Vale a pena prestar a atenção em Brooks, de todo modo. É engraçado isso, mas ele está repetindo, mesmo, aquilo que aconteceu com DJ Augustin e Nate Robinson, fazendo a melhor temporada da sua vida como reserva do Bulls, seja em eficiência como em produção por minuto. Com o ligeirinho em quadra, o Bulls vence seus adversários por +6,2 pontos/100, quase o dobro de sua média na temporada. Apenas três dos dez quintetos em que ele aparece dão saldo negativo. Por outro lado, ele só ficou ao lado de Rose por 35 minutos. Tiveram tremendo sucesso juntos. Talvez pelo fato de Brooks aliviar a pressão em Rose como força criadora. Outro que merece mais minutos: Mirotic.

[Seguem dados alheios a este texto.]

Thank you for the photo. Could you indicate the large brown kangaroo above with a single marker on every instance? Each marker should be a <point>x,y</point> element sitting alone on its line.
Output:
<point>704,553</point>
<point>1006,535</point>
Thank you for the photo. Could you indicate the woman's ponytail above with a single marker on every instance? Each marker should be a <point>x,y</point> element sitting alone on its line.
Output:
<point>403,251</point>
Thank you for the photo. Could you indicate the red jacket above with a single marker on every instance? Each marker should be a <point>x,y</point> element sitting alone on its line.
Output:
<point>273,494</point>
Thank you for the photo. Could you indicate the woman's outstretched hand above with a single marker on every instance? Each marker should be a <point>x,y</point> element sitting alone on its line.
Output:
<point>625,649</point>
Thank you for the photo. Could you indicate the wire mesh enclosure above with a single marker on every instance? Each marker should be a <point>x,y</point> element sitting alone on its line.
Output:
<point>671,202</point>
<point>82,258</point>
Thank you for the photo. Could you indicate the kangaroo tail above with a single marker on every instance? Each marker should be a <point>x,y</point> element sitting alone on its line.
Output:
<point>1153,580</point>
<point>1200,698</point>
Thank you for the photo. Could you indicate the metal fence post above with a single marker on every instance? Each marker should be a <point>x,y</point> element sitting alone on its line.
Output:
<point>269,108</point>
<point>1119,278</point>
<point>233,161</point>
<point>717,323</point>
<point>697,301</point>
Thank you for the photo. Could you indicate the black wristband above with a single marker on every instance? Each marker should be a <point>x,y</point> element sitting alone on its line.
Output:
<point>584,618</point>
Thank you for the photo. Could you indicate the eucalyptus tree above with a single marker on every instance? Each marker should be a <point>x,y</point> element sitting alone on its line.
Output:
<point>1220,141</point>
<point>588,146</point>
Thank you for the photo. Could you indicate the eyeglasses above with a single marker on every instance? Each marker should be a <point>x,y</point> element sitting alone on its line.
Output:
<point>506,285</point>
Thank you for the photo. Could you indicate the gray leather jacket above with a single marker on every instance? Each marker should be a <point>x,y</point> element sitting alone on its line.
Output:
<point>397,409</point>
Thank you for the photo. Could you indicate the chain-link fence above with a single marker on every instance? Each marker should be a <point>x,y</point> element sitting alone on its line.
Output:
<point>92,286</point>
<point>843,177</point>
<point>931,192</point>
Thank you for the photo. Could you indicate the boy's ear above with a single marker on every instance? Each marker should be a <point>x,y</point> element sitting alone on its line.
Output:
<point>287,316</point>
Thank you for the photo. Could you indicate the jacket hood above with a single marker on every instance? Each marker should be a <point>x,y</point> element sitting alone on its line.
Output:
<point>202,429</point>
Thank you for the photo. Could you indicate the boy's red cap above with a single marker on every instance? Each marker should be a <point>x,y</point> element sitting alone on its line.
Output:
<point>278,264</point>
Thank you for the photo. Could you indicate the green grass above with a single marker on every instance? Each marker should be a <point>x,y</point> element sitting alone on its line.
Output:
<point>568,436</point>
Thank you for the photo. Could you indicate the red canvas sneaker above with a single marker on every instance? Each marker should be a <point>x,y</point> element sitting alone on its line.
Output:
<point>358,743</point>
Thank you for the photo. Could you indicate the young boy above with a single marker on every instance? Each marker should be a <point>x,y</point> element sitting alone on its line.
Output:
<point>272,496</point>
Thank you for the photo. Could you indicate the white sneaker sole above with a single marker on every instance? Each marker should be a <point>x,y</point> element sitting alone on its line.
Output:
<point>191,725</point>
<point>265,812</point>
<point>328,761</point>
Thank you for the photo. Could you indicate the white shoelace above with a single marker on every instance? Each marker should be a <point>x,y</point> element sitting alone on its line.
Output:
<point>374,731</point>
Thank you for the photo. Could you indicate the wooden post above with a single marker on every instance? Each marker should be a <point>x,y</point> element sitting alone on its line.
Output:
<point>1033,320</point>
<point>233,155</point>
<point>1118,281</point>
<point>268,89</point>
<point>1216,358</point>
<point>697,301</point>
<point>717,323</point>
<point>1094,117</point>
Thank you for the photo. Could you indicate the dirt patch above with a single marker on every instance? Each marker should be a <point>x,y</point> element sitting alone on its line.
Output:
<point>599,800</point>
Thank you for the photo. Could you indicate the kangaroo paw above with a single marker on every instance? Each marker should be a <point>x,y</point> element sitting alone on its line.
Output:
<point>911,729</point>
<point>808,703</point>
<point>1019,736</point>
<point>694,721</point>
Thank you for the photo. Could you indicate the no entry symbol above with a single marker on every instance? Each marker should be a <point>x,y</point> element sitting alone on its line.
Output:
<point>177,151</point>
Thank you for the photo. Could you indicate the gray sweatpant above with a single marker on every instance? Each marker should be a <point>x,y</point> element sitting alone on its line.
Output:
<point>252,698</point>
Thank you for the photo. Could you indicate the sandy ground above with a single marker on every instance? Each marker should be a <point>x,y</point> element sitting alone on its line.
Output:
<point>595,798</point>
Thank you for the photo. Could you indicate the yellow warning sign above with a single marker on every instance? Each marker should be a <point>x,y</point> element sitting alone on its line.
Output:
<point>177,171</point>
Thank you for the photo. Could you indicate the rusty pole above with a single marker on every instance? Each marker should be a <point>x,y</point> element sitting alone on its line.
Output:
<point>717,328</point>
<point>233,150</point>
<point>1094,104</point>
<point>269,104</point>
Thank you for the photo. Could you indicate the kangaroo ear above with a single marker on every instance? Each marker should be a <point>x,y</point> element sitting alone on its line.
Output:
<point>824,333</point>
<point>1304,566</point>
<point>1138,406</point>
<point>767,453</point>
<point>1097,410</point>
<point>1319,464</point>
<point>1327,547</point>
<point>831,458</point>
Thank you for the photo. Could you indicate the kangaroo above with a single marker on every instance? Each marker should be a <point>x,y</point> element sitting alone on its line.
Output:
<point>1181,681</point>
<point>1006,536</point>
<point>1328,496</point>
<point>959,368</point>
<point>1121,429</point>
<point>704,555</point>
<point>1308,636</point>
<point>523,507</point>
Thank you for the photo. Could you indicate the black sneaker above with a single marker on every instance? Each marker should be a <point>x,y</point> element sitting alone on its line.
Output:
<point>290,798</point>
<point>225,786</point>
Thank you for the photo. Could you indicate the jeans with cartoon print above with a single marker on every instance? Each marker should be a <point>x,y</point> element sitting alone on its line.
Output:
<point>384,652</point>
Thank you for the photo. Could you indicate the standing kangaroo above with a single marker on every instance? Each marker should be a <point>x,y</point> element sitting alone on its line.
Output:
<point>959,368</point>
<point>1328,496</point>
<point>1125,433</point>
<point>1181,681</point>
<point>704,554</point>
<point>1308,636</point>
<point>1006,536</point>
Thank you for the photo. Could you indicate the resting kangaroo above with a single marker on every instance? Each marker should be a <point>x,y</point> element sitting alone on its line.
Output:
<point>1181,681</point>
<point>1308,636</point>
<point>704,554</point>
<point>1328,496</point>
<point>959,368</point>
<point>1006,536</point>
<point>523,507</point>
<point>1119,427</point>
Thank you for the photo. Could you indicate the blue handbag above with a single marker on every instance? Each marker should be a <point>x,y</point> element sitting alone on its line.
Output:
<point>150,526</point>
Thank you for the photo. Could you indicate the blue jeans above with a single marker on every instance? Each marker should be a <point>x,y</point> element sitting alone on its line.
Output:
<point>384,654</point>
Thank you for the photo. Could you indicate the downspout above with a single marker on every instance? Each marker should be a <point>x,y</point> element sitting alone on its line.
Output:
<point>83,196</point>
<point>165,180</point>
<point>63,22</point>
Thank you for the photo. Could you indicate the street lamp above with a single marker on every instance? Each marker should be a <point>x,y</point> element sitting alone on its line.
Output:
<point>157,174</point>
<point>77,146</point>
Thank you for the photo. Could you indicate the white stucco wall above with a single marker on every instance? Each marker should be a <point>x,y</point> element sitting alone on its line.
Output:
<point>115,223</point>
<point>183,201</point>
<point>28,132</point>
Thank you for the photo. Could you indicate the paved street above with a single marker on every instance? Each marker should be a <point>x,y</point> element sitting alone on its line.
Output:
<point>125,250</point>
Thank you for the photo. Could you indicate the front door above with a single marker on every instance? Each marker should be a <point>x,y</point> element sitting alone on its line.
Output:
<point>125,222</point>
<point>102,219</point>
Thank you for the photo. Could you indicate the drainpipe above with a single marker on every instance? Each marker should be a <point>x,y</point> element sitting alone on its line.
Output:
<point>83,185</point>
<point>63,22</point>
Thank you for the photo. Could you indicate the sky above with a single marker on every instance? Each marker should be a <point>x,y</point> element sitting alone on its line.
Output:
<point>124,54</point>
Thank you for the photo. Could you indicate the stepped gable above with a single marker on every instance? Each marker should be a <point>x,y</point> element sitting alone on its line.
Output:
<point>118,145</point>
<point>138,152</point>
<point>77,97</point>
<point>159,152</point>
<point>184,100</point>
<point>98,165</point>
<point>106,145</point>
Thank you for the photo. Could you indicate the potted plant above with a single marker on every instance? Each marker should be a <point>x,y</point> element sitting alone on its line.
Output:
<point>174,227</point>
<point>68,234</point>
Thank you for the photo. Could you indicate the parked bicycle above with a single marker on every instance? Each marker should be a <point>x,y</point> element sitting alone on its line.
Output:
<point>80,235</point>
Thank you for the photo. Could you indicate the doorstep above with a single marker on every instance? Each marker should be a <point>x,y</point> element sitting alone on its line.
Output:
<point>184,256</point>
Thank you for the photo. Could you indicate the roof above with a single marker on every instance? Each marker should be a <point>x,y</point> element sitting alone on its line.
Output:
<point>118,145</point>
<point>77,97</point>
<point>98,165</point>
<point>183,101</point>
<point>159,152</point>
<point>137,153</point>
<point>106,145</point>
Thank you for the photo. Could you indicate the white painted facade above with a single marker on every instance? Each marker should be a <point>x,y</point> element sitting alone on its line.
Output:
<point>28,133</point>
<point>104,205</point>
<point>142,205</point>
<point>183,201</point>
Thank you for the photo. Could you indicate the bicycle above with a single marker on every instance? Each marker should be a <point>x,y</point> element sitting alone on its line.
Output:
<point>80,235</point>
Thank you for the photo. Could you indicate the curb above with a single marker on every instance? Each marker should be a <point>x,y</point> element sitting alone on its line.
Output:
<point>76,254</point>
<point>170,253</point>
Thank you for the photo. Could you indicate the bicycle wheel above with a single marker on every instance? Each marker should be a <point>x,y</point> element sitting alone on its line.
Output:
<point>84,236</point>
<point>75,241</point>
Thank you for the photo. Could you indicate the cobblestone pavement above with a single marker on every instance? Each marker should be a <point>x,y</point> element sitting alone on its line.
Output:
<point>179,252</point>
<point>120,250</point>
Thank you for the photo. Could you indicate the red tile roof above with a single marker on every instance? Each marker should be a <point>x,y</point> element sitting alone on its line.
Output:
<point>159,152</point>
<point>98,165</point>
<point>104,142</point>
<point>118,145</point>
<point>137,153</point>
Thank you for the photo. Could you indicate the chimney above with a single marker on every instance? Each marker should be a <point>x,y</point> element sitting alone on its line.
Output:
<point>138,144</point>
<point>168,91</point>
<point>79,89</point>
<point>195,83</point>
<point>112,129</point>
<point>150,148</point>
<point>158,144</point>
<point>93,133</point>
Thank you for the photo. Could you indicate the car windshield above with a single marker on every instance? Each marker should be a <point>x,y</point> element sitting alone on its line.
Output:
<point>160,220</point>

São diversas as opções de troca para o técnico fazer o time decolar, enquanto Rose vai se redescobrindo em quadra. Para o armador se consagrar, é preciso primeiro que o time esteja pronto, posicionado para realizar grandes façanhas, como aconteceu contra Golden State – e que ele renda muito mais do que fez na metade inicial do campeonato, claro. Num cenário ideal, com muito território para ocupar e um grande potencial a ser explorado, o Bulls não precisaria de atos salvadores do astro: venceria os jogos antes disso. Agora, se for preciso e ele entregar, seria, sem dúvida, a notícia mais empolgante para a torcida Chicago.